Cyan4973 / xxHash

Extremely fast non-cryptographic hash algorithm
http://www.xxhash.com/
Other
8.93k stars 770 forks source link

Could you make a tiny version of the hash function? #956

Open mofosyne opened 2 months ago

mofosyne commented 2 months ago

Basically according to author of SMHasher he said that https://github.com/tidwall/th64 version is similar to hashes like yours but compressed to a few lines (Source: https://news.ycombinator.com/item?id=40877460) .

I see nothing wrong with it if it passes SMHasher3, but it's also not radically different than other hashes - it's just smooshed down into four lines.

Got me thinking, how compact could you compress your hash function? Maybe you could place it in your readme for those who want to just copy and paste the hash function with minimum dependencies and don't care about speed.

And if so, how would it compare against th64

Cyan4973 commented 2 months ago

Shorter versions of xxh32 and xxh64 exist here : https://create.stephan-brumme.com/xxhash/ xxh3 is larger, partly because it has multiple vector implementations.

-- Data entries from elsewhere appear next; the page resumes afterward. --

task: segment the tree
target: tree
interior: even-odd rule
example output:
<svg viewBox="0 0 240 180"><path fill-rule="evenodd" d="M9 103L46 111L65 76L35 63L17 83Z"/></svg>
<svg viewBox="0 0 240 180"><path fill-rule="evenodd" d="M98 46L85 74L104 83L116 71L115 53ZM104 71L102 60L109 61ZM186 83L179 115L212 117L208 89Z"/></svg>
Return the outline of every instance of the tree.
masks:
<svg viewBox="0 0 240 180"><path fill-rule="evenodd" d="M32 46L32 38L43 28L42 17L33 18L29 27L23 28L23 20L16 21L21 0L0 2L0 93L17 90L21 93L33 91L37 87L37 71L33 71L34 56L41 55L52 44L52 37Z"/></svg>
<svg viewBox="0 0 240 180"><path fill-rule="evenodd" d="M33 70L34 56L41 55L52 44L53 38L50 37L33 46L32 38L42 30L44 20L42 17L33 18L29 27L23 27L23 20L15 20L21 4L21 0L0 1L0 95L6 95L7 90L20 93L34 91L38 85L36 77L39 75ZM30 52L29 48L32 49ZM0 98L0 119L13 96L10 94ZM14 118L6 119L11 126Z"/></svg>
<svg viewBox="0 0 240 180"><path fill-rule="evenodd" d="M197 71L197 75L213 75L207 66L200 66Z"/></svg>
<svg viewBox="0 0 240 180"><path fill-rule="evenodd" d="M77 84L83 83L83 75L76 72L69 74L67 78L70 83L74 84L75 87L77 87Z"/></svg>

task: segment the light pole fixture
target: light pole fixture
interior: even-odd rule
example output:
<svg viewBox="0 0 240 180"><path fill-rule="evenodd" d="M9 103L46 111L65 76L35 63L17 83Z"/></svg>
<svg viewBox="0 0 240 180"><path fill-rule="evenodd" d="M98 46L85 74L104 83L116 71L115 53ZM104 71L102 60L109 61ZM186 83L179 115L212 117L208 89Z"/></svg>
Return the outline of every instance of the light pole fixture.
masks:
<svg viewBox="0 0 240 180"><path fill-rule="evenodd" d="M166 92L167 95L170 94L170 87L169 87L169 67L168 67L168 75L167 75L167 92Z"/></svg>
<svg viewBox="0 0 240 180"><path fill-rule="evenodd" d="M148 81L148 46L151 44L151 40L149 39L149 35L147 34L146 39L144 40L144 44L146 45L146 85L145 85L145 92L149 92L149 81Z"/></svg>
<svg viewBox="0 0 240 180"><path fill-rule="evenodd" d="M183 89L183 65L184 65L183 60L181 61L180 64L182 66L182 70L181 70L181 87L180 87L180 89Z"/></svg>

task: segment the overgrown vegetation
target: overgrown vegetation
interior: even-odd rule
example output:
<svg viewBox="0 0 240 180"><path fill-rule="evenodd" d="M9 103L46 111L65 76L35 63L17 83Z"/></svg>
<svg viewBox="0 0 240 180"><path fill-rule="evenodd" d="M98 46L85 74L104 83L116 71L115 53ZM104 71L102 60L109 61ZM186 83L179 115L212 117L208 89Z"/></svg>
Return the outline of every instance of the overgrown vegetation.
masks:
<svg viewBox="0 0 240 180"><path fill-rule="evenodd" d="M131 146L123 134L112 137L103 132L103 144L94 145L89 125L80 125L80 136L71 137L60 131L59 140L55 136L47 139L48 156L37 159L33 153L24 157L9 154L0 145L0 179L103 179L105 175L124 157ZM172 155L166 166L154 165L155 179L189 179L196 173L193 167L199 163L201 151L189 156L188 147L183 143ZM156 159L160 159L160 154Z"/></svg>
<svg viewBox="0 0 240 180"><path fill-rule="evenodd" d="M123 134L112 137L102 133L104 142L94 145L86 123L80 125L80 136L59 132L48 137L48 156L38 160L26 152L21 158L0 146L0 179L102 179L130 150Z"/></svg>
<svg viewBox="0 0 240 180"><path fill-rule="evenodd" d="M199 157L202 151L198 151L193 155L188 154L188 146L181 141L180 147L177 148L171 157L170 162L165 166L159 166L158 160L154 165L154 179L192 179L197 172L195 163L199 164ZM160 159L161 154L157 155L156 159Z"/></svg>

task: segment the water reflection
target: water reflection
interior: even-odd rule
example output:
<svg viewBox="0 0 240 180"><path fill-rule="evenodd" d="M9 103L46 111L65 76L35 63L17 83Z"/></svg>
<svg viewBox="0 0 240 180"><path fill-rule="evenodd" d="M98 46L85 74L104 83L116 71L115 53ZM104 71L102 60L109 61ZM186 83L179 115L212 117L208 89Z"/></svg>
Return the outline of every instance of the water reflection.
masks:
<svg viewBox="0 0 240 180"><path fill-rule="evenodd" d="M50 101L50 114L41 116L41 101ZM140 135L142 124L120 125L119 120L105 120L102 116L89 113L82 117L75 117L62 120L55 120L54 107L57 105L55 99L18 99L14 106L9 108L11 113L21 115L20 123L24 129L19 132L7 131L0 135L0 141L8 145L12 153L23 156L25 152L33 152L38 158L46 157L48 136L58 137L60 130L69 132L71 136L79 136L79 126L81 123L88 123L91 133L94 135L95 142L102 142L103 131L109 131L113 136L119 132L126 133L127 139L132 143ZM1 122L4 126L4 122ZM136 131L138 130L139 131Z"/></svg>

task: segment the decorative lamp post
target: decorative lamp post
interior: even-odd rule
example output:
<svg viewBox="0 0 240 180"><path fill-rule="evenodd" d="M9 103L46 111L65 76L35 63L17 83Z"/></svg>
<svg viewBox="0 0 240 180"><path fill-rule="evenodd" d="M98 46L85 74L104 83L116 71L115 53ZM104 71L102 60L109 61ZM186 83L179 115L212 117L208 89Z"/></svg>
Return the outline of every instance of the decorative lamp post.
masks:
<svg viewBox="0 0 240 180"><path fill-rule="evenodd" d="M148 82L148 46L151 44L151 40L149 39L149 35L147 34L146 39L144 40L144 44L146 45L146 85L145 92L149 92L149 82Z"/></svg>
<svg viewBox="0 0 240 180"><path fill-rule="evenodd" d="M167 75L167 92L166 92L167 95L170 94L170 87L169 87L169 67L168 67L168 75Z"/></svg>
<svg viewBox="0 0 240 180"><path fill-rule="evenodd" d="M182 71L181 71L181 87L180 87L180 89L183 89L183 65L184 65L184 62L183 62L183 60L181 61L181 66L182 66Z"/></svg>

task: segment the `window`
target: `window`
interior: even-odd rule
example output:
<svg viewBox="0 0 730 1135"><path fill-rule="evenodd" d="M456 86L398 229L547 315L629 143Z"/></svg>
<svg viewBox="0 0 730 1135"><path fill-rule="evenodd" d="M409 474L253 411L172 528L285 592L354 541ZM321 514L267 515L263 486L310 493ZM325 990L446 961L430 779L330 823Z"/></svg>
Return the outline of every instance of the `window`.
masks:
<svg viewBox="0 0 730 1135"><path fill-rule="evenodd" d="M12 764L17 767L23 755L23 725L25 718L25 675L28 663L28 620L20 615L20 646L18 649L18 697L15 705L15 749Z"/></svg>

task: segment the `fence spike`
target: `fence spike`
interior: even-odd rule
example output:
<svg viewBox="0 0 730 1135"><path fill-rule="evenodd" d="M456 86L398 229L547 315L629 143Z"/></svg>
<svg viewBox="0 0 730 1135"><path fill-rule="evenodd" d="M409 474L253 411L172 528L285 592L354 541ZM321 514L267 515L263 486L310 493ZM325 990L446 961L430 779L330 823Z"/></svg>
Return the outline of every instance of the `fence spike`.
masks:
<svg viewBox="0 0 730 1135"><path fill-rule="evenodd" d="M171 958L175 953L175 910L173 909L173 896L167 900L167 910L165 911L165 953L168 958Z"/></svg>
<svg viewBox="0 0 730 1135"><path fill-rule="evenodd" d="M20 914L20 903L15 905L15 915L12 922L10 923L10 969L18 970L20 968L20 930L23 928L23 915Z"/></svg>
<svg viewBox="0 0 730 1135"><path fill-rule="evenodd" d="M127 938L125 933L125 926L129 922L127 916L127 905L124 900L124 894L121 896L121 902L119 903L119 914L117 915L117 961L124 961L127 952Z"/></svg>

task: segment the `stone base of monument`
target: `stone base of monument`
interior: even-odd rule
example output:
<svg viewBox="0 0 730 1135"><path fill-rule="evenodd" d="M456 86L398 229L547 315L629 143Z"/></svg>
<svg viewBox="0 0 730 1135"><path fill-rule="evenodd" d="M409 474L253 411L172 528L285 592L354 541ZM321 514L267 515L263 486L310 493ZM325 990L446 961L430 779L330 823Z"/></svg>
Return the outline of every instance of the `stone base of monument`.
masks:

It's a long term objective to separate xxhash.h into multiple smaller sub-modules, in order to allow implementers to pick and choose just the parts they want. It will require time, which is in short supply.

I haven't heard about th64 before. It looks similar to murmurhash3, mildly obfuscated by the use of very compact coding convention.

mofosyne commented 1 month ago

Does it have to be a fast implementation? I think the idea of small copy/paste functions is that it's suitable for those who are simply aiming to get something going with minimum dependencies rather than something that is fast. So that could include small utility functions that run occasionally to embedded systems.

That being said, you could just ask the author of https://create.stephan-brumme.com/xxhash/ if he be willing to have his implementation be placed in your readme?

I think for now, just xxh32 and xx64 would be ideal as a minimum as that's seems to be whats most used out there, but you could always wrap it in <details><summary></summary></details> tag which is supported in github if you are worried about how large it would take in your readme. (But you may want to expose at least xxhash64 as a nice 'see how simple it is' to the public. Much like how the th64 author did for his.